Many private infrastructure-backed companies and projects appear positioned to meet tax credit requirements before the phase out, including domestic content and ownership.

However, the phase out of credits may create pain for some projects and firms that underwrote rapid near-term growth into their business plans or are unable to meet the 2026 and 2027 deadlines for construction, placed in service status, and domestic content requirements. This dynamic is producing opportunities for well-funded groups to acquire assets at attractive prices.  Power, decarbonization, and energy transition tailwinds should, in our view, continue to create attractive investment opportunities over the coming years.

Private infrastructure specialists, as well as diversified value-add infrastructure strategies that invest in decarbonization and energy transition, have a wide opportunity set and look to nimbly invest in high-quality projects and management teams.  While solar and wind are part of the opportunity set, managers typically can invest in a wide array of subsectors, including utility scale and distributed assets across battery storage, hydro, pumped hydro, gas peaking plants, base load gas power plants (50% cleaner than coal), small modular nuclear reactors, resource efficiency infrastructure, water, waste water, solid waste, renewable natural gas, carbon capture, industrial decarbonization, and more.

On the public side, clean energy indices and strategies are typically less allocated to infrastructure, instead having significant exposure to suppliers, technology companies, and foreign holdings.  These exposures were severely impacted by the rapid rise in rates beginning in 2022 and traded sharply lower into 2024. With the benefit of lower valuations and strengthening tailwinds, clean energy indices have moved higher through the first half of 2025, both before and after the signing of the OBBBA. Year-to-date through July 22, 2025, the S&P Global Clean Energy Index was up 22.2%.

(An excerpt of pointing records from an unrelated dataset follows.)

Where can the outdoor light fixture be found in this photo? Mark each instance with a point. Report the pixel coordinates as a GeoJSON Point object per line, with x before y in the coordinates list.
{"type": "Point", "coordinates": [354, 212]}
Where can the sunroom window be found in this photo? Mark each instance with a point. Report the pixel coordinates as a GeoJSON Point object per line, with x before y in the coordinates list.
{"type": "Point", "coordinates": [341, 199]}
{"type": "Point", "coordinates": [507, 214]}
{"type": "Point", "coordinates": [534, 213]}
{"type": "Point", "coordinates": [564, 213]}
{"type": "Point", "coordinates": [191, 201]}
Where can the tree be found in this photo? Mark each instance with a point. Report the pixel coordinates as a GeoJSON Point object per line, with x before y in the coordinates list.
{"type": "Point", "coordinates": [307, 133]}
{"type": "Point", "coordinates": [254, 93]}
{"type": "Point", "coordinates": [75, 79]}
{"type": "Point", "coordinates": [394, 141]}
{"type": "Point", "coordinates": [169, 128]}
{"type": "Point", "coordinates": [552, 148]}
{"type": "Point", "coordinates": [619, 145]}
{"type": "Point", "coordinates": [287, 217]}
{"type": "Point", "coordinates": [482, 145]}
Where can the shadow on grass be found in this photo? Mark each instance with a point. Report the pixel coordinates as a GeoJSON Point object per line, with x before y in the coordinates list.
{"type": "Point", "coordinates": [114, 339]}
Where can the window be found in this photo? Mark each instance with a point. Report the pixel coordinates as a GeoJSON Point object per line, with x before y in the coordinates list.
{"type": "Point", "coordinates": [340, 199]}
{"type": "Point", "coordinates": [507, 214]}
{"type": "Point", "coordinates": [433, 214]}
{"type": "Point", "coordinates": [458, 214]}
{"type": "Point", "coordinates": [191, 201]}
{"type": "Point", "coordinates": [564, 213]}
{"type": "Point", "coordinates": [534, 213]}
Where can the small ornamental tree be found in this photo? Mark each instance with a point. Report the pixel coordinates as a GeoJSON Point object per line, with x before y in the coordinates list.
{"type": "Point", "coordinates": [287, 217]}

Transition tailwinds will also continue to attract capital and talent.  The combination should spur further innovation and create a wide range of investment opportunities across public equity, credit, venture capital, and private equity, including innovative service and technology companies such as AI-enabled grid management solutions.

Conclusion

With the OBBBA in effect, the phaseout timeframe of long-standing tax credits for solar and wind has been 90% resolved. Near-term headwinds, along with an adjustment period, are expected, but solar in its various forms (including utility scale, behind-the-meter, community solar, and wind power) is expected to continue to play an important role in decarbonizing the grid and meeting rapidly rising demand.